I “guastafeste” del giuramento
I “guastafeste” del giuramento
E nel giorno della festa, del trionfo, delle urla di acclamazione, nel giorno in cui Taranto ha finalmente sperimentato cosa vuol dire essere al proverbiale “centro dei riflettori”, i guastafeste non mancan mai. Mentre a qualche isolato di distanza, non più di due o trecento metri, oltre quattrocento ragazzi freschi di giuramento per le forze armate – Marina Militare e Carabinieri, in Piazza della Vittoria, un gruppo di ragazzi con qualche striscione ed un megafono cercano di portare all’attenzione, di “urlare” una realtà che il clima di festa aveva taciuto.
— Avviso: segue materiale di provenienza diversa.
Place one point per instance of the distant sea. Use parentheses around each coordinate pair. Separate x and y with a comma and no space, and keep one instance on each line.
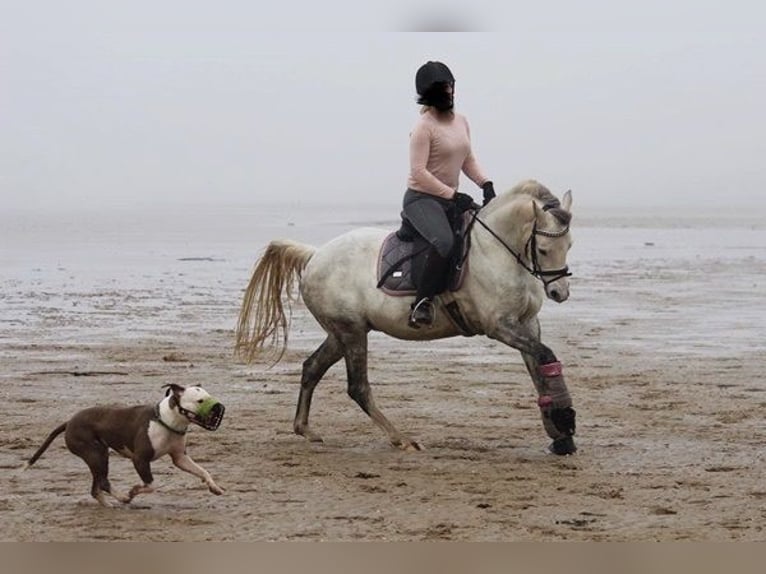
(700,279)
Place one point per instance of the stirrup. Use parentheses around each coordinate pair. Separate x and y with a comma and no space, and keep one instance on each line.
(422,314)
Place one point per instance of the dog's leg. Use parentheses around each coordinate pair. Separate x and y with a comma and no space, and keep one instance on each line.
(97,460)
(144,470)
(185,462)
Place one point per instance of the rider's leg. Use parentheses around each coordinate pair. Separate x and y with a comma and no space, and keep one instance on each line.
(428,216)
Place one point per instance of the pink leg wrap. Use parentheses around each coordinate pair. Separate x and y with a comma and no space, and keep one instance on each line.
(550,370)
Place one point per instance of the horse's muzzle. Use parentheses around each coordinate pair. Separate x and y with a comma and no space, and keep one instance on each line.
(558,291)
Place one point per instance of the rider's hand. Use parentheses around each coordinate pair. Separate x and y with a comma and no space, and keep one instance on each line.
(463,201)
(489,191)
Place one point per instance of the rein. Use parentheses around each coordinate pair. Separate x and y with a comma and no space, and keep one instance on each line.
(547,276)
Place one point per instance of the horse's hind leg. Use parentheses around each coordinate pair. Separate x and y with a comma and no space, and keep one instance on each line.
(314,368)
(355,345)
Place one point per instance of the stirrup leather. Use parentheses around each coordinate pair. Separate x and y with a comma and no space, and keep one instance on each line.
(422,313)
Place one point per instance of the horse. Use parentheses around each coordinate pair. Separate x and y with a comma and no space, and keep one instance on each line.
(518,245)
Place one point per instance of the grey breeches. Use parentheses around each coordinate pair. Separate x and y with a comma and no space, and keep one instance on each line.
(428,215)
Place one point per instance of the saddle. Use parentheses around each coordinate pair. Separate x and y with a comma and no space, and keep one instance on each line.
(403,251)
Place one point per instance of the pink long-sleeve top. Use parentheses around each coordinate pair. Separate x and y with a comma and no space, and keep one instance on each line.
(440,148)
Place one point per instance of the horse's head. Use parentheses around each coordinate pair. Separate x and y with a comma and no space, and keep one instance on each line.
(549,244)
(537,226)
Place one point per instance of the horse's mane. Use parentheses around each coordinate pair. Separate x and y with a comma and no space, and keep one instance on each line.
(537,190)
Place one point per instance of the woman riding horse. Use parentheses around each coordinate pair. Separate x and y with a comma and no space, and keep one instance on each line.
(440,147)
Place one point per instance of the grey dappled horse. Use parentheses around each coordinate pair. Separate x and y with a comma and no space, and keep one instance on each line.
(518,248)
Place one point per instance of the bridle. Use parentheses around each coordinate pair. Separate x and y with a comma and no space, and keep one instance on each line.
(547,276)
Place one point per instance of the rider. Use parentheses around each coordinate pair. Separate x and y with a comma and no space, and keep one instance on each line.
(440,148)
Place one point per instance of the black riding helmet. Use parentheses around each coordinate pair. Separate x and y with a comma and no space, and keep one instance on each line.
(431,80)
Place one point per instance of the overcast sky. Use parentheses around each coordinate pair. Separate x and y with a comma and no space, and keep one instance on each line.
(103,103)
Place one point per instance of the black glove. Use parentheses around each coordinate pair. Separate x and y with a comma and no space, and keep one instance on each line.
(463,201)
(489,191)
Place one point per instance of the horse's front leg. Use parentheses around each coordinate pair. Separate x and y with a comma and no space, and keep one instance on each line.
(552,394)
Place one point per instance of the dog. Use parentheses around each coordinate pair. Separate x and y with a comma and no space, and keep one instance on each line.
(141,433)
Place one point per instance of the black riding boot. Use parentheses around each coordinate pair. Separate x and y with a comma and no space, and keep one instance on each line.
(429,283)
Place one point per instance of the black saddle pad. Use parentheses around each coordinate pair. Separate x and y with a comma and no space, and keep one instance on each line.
(395,266)
(397,258)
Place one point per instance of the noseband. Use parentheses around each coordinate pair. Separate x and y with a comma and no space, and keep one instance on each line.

“Soldi all’istruzione, non alla guerra”: il loro punto è d’importanza vitale in un mondo e specie in un’Italia che, dall’iniziale clamore generale, ha costretto la questione Russia-Ucraina ad occupare uno spazio assai limitato sui giornali e nei telegiornali. Nel giorno del giuramento, nel giorno del trionfo delle forze armate, in cui centinaia di ragazzi giurano con la mano sul petto fedeltà alla propria patria, un gruppetto nemmeno troppo folto di ragazzi inneggia al pacifismo.
“Differentemente dallo schieramento dell’opinione pubblica, noi non siamo né dalla parte di Putin né da quella di Biden. Per la prima volta, l’indifferenza a questa guerra imperialista è l’unica arma adoperabile”; il riferimento è chiaro (“Odio gli indifferenti”, Antonio Gramsci), il punto politico ancor di più. L’astensione dall’interventismo per questi ragazzi e per molte altre persone che, mentre passeggiano per le vie del centro, dichiarano il proprio appoggio alla loro causa è di vitale importanza.
“La guerra non contempla buoni e cattivi, oppressi ed oppressori. Questa è la guerra fra due capitali: quello occidentale, statunitense, e quello orientale, russo. Continuare ad inviare armi all’Ucraina equivale a sostenere un capitale a discapito di un altro, equivale a sostenere una parte rispetto ad un’altra. Equivale ad una dichiarazione di guerra”: proclama un ragazzo urlando quanto più forte egli possa, come se più urlasse, più lontano possa arrivare il suo messaggio e chissà che non arrivi a chi le sorti di questo paese, di questa guerra le detiene in un palmo di mano. Chissà.